Bir Hukuk profesörü öğrencilerine hukuk’un doğuşunu, ‘’insanların insan olmayışından dolayıdır’’ diye tanımlar ve ekler, ‘’insanlar gerçekten insan olsalardı, hukuk kurallarına gerek kalmazdı’’. Bazı ilkçağ filozofları da dinlerin ortaya çıkışını aynı nedene bağlar,         ‘’ insan olmayanları insan olmaya zorlamak, insanca yaşamalarını sağlamak’’. Felsefi bağlamda temel sorun ‘’insan olmayı başarabilme’’ kavramına dayanmaktadır. Aslında kulağa hoş geliyor, ‘’insan olmayı başarabilme’’. Her ne kadar kulağa hoş gelse de pratikte bir o kadar zor bir durumdur.
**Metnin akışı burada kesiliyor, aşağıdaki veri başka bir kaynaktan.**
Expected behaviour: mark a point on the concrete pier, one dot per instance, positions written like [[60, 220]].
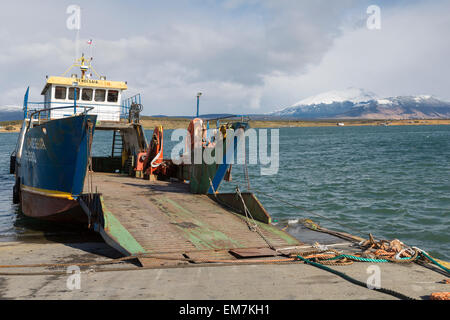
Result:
[[127, 280]]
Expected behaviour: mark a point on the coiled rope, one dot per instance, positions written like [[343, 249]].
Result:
[[353, 280]]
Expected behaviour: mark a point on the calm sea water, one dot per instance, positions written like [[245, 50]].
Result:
[[391, 181]]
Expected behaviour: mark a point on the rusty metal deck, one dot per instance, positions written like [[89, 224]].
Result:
[[161, 217]]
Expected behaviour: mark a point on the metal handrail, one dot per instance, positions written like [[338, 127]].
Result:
[[86, 109]]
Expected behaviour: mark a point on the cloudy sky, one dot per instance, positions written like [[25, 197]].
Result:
[[250, 56]]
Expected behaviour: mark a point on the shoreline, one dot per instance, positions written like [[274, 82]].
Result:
[[149, 123]]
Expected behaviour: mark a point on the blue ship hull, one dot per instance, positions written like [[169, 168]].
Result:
[[52, 168]]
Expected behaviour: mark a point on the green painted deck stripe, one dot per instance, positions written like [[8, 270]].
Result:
[[119, 233], [280, 233], [204, 236]]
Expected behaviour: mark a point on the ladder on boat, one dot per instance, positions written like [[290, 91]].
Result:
[[116, 150]]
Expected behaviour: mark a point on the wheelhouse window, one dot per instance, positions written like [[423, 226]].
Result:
[[71, 93], [100, 95], [87, 94], [60, 93], [113, 95]]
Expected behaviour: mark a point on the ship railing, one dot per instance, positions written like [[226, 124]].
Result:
[[135, 101], [36, 116]]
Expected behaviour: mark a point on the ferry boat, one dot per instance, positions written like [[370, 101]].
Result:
[[52, 154]]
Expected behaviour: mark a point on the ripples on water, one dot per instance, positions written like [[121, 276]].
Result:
[[390, 181]]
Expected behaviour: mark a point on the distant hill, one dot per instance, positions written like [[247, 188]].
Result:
[[204, 116], [11, 113], [361, 104]]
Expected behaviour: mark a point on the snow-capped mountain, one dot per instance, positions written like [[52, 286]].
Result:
[[358, 103], [403, 107], [326, 104]]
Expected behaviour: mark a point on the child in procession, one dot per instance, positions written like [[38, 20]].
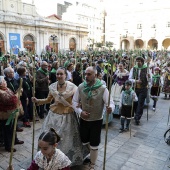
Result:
[[49, 157], [128, 96]]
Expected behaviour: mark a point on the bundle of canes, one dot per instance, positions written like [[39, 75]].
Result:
[[34, 106], [107, 115], [15, 125], [147, 85]]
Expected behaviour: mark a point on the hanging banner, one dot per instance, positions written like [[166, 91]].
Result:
[[15, 44]]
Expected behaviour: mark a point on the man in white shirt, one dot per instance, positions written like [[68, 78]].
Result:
[[88, 102], [140, 75]]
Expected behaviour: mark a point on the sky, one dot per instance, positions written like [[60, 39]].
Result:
[[49, 7]]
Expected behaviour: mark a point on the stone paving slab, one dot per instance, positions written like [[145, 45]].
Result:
[[145, 149]]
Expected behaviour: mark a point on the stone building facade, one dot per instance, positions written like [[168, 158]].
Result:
[[22, 28], [139, 24]]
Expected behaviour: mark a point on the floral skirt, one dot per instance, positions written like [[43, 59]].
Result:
[[110, 118], [67, 127]]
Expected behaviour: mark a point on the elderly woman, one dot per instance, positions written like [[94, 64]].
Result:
[[8, 104], [62, 117], [120, 76]]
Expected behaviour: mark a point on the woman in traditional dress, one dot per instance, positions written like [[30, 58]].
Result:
[[166, 86], [120, 76], [155, 86], [110, 118], [8, 104], [62, 117]]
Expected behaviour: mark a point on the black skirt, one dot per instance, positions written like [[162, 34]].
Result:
[[155, 91]]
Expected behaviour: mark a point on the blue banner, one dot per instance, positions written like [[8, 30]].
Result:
[[14, 41]]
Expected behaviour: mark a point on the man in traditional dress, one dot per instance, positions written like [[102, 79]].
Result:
[[88, 102], [140, 75]]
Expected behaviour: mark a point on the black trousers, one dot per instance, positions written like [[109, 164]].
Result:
[[138, 106], [24, 105], [7, 133], [42, 95]]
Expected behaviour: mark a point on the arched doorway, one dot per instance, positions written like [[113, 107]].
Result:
[[2, 48], [29, 43], [166, 43], [139, 44], [125, 44], [53, 43], [153, 44], [72, 44]]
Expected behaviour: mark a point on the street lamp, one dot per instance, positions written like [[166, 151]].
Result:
[[53, 37]]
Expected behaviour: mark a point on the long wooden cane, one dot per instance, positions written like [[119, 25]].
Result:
[[168, 116], [107, 116], [34, 106], [15, 125], [132, 109], [147, 86]]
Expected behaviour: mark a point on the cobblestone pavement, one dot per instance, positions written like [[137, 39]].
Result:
[[145, 149]]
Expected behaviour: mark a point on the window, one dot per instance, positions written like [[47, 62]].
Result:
[[168, 24], [153, 26], [139, 26]]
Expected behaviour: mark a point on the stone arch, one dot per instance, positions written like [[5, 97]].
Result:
[[152, 44], [166, 43], [29, 42], [72, 44], [53, 43], [139, 44], [125, 44], [2, 44]]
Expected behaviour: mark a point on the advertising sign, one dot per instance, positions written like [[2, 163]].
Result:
[[15, 44]]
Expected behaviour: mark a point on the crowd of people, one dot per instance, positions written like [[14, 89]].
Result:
[[72, 95]]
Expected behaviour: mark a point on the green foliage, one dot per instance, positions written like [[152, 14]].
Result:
[[109, 44], [98, 44]]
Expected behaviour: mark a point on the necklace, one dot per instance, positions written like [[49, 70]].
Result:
[[61, 85]]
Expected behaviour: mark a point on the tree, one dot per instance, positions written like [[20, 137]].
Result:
[[98, 44], [109, 44]]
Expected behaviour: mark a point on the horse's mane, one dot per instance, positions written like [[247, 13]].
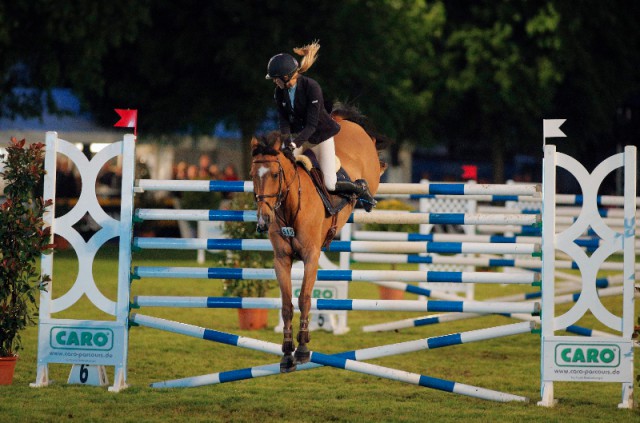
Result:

Günümüz dünyasında insanlar, dinsel ve hukuksal normların tanımlamış olduğu kalıpların dışına çıkmaya o kadar zorlanıyor ki, bu durum insan olarak yaşayabilmeyi neredeyse imkânsız duruma getiriyor. Çevrelerinde bulunan sayısız çeldiriciler insanların kolaylıkla yoldan çıkmasına ve mevcut kuralları çiğnemesine neden oluyor. Nasıl bir eğitim alırsa alsın en büyük iş insanın kendisinde bitiyor. Yapılan zorlama ve dayatmalar çoğunlukla havada kalıyor.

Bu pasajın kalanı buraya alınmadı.